До опушки мы не добежали, в поле зрения появился еще один участник экспедиции. Подержанный «Москвич» ткнулся в хвост заглохшей «Ниве», появилось тело, отделилось от машины и не очень твердо поплыло наперерез. В предрассветной мгле проступали очертания фигуры. Неплохие, надо признаться, очертания.

– Мать честная, – ахнул Крюгер, – в наших краях объявилась медведица-шатун!

– Которой не дает уснуть медведь-храпун, – ворчливо отозвался женский голос. Силуэт «пополнения» стал отчетлив и приятен.

– Яна Владимировна, – ужаснулся я. – Прошу прощения, вы часом не сбрендили? У вас аппендицит, вас вчера из больницы выписали, вас только постельный режим спасет от глупой смерти. Янка, а ну брысь отсюда!

– Вот-вот, – подсюсюкнул Венька, – настоятельно рекомендуем вам, Яна Владимировна, пойти на хрен.

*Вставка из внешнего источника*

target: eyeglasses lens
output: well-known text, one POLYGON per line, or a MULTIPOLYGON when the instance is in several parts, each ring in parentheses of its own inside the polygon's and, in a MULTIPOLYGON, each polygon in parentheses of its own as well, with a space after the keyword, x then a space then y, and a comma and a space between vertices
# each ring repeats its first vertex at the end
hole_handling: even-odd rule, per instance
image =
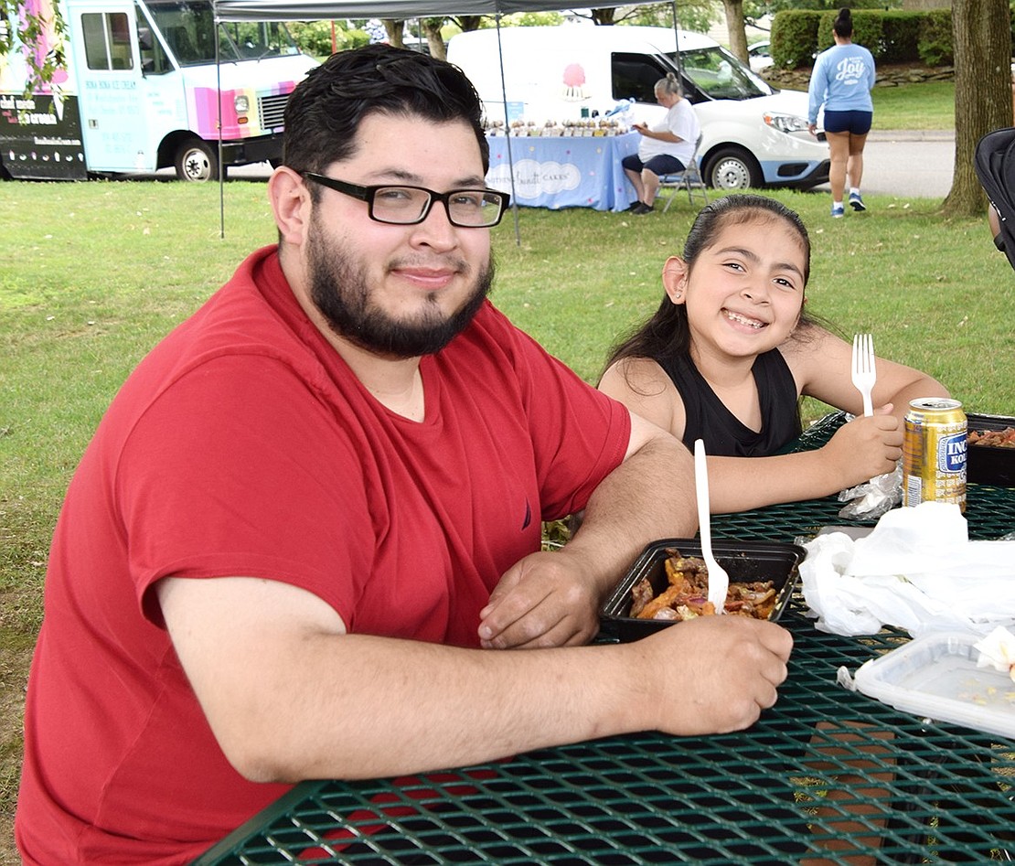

– Да ладно, не парьтесь, ребята, – отмахнулась Янка, худая рыжая девица с курносым носиком, обмазанным веснушками, и короткой прической «под бобра». – Не буду вам сильно мешать.

– С бабой веселее, – рассудительно заметил один из сержантов. – И на подвиги опять же не так тоскливо...

– Откуда вы, Яна Владимировна? У вас открылся дар предвидения по причине неизлечимой болезни? – почтительно справился Лиходеев. Он всегда обращался на «вы» к украшению нашего отдела – поскольку младше Янки на восемь лет.

– Кудыкин позвонил, – с убивающей простотой объяснила девица. – Разбудил среди ночи и поинтересовался, не желаю ли я принять участие в поисках сбежавших преступников.

– Сволочь! – заорал я. – Придушу гада! Сам-то перетрусил, мерзавец, не поехал! Вот бы его мордой в эту гребаную тайгу!!!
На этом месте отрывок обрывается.